Table 7. Scaling Across Multiple CPU Instancesa.
instances | total vCPUs | ranks × threads | PME ranks | MEM (ns/d) | EMEM | RIB (ns/d) | ERIB |
---|---|---|---|---|---|---|---|
1 | 96 | 48 × 2/96 × 1 | 0/24 | 127.5 | 1.00 | 10.81 | 1.00 |
2 | 192 | 48 × 4/192 × 1 | 12/48 | 158.8 | 0.62 | 20.35 | 0.94 |
4 | 384 | 48 × 8/384 × 1 | 12/96 | 201.1 | 0.39 | 37.63 | 0.87 |
8 | 768 | 384 × 2 | 96 | 182.9 | 0.18 | 59.93 | 0.69 |
16 | 1536 | 128 × 12/384 × 4 | 32/96 | 151.9 | 0.07 | 87.21 | 0.50 |
32 | 3072 | 384 × 8/768 × 4 | 96/192 | 144.3 | 0.04 | 115.49 | 0.33 |
GROMACS 2020 performances for MEM and RIB over multiple hpc6a instances.
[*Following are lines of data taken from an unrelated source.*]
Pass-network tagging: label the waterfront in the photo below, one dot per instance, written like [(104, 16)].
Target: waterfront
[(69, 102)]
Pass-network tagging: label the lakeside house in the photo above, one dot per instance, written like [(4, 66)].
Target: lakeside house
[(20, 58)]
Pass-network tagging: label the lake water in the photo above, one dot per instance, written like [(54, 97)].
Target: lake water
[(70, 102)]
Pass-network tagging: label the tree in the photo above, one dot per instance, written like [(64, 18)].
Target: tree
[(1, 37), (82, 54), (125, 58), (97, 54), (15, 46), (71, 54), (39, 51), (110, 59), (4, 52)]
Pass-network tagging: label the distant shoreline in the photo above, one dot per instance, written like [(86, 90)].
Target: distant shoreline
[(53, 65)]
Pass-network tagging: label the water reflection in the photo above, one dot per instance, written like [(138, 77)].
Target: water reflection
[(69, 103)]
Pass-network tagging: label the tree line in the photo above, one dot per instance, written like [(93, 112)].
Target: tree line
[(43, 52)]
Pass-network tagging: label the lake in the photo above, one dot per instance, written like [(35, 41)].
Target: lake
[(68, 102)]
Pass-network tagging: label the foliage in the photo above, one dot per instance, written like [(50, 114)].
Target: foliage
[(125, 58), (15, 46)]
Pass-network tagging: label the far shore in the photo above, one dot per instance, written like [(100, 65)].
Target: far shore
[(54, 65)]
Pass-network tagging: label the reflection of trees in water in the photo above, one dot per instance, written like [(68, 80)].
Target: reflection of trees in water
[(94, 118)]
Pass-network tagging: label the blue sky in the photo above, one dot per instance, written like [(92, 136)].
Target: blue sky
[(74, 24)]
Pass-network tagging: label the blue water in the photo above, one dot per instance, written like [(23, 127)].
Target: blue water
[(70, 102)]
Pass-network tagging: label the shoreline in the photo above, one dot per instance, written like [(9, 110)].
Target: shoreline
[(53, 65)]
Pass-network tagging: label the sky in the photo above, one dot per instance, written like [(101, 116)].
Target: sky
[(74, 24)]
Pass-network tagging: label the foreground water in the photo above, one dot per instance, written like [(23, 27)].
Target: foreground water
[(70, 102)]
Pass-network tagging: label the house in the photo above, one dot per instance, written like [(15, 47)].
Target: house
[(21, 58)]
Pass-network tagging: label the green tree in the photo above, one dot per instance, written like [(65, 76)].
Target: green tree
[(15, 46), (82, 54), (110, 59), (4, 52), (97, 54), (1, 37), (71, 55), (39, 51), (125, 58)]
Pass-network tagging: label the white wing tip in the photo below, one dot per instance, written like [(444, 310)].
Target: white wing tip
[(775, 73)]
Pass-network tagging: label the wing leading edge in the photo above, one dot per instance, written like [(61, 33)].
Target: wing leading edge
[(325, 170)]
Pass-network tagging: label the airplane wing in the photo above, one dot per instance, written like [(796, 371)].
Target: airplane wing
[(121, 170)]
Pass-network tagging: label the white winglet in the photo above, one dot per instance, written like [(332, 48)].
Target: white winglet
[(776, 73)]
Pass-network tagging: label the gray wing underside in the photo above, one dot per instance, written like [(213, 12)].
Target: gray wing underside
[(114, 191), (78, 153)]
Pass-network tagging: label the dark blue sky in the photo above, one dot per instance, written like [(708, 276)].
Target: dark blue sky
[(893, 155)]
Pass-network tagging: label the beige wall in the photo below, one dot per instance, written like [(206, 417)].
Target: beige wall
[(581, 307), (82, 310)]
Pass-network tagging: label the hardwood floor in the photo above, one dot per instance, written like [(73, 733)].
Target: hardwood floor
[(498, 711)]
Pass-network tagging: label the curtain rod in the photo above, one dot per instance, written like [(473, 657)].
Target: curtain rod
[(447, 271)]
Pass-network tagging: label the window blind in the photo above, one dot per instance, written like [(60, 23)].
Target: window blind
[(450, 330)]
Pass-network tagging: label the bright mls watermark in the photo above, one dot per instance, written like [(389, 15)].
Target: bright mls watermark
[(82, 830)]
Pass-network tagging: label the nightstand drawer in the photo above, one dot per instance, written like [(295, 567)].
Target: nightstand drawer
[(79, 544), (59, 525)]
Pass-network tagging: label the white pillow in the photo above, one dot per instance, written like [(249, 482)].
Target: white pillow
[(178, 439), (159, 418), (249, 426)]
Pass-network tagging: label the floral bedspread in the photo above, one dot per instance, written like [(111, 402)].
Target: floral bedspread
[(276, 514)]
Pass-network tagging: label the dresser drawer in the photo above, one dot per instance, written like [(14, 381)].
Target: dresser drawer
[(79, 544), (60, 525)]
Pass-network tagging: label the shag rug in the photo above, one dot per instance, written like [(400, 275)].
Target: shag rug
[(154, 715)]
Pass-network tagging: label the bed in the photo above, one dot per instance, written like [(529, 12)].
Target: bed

The third column lists the optimal decomposition into MPI ranks and OpenMP threads, and the fourth column lists the optimal number of separate PME ranks; the left entry is for MEM, the right entry for RIB if they differ.